Arrieta-Ortiz and colleagues offer one way out of this conundrum (
21), using network inference (NI). NI is a collection of techniques that aim to reconstruct an underlying regulatory network from large collections of transcriptomic data. These techniques range from methods that apply clustering or thresholding approaches to simple statistics like Pearson correlations or mutual information to systems of ordinary differential equations that attempt to provide a working dynamic model of regulatory interactions (
22). One of the reasons these methods have not been more widely adopted is the lack of large transcriptomic atlases from which to derive networks, outside certain model organisms like
E. coli. In fact, the mutual information-based context likelihood of relatedness (CLR) algorithm was applied to sRNA network prediction in
E. coli almost a decade ago (
23), with promising preliminary results. Now with the wide availability of RNA-seq making such compendia easier to produce (
24–26), NI approaches are due for a revival.

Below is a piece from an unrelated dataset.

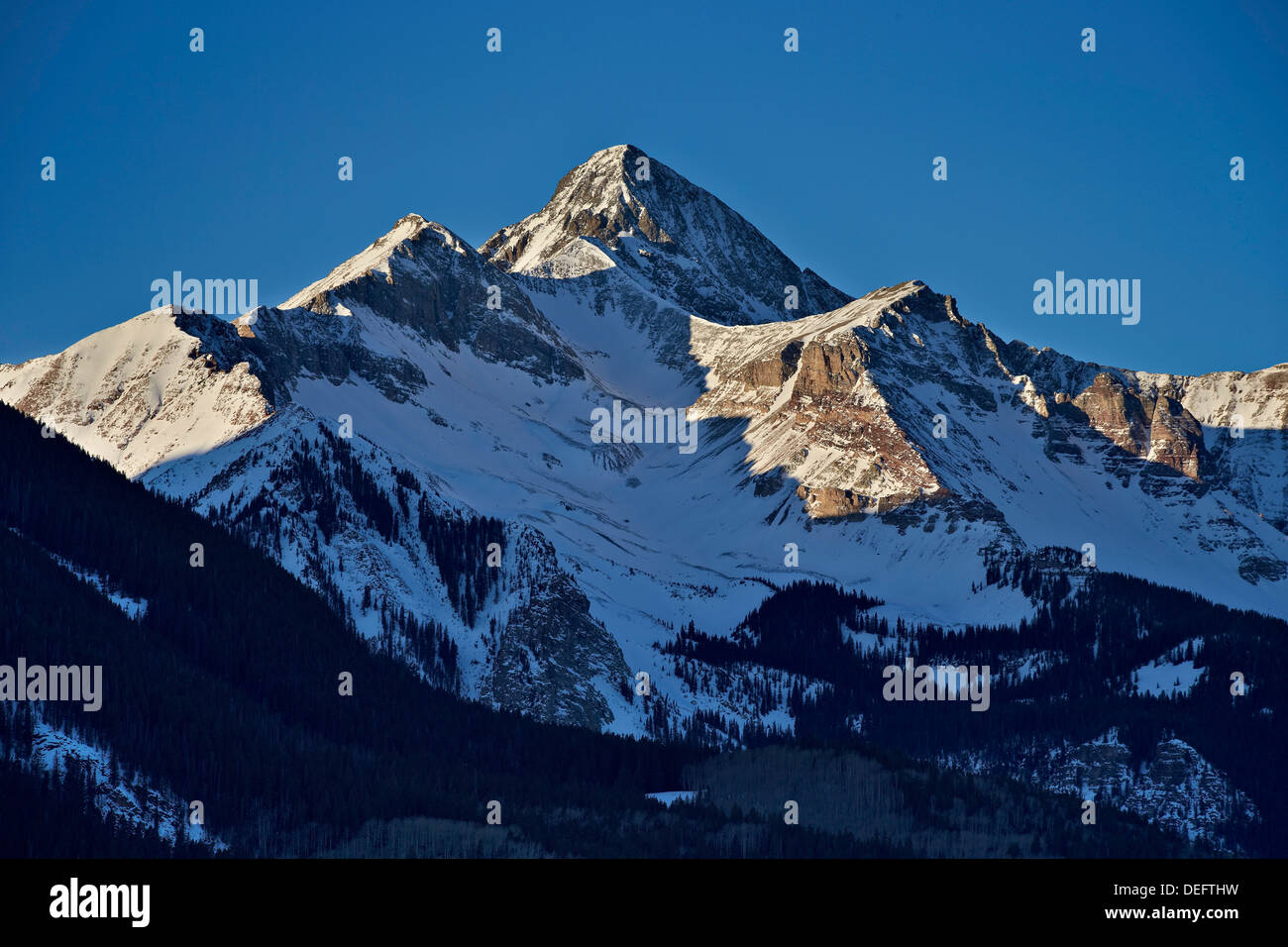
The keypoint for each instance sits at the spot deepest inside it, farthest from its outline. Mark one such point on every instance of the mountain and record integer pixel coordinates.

The key innovation of Arrieta-Ortiz and colleagues’ method (
21) is to account for the epistatic nature of sRNA regulation in applying NI. Building on their previous work with transcription factors (
27), they first apply a dimensionality reduction technique called network component analysis (
28) that uses an incomplete map of the regulatory architecture of the cell to derive sRNA activity scores across the input transcriptomic compendium accounting for known regulatory interactions. They show that these scores anticorrelate more strongly with the expression level of sRNA targets than the expression level of sRNAs themselves, as would be expected in the presence of potential confounding factors. They then show that using these activity scores in place of sRNA expression improves the recovery of known sRNA-target interactions not included in the prior network with both their own NI approach, Inferelator (
29), and a hybrid approach based on CLR. With applications in
E. coli,
Pseudomonas aeruginosa,
Bacillus subtilis, and
Staphylococcus aureus using a variety of prior network architectures derived from noisy computational or high-throughput experimental approaches, they show that their method consistently reports sRNA-target interactions with independent experimental support. In a final proof of concept, the authors investigate the distribution of activity scores across conditions of the
P. aeruginosa sRNA PrrF, recovering known activity in iron-limited, biofilm, and virulence conditions, and the
S. aureus sRNA RsaE, suggesting a role in the response to antibiotic stress.
The work in this study clearly demonstrates the utility of NI approaches for generating hypotheses regarding sRNA function and identifying new potential target mRNAs, and importantly, helps to situate the sRNA in something approaching its natural regulatory context. With the continuing accumulation of transcriptomic data in public repositories, it is easy to imagine that in the not too distant future, NI will join molecular techniques, computational target prediction, and high-throughput sequencing-based approaches as a standard part of the sRNA biologist’s toolkit.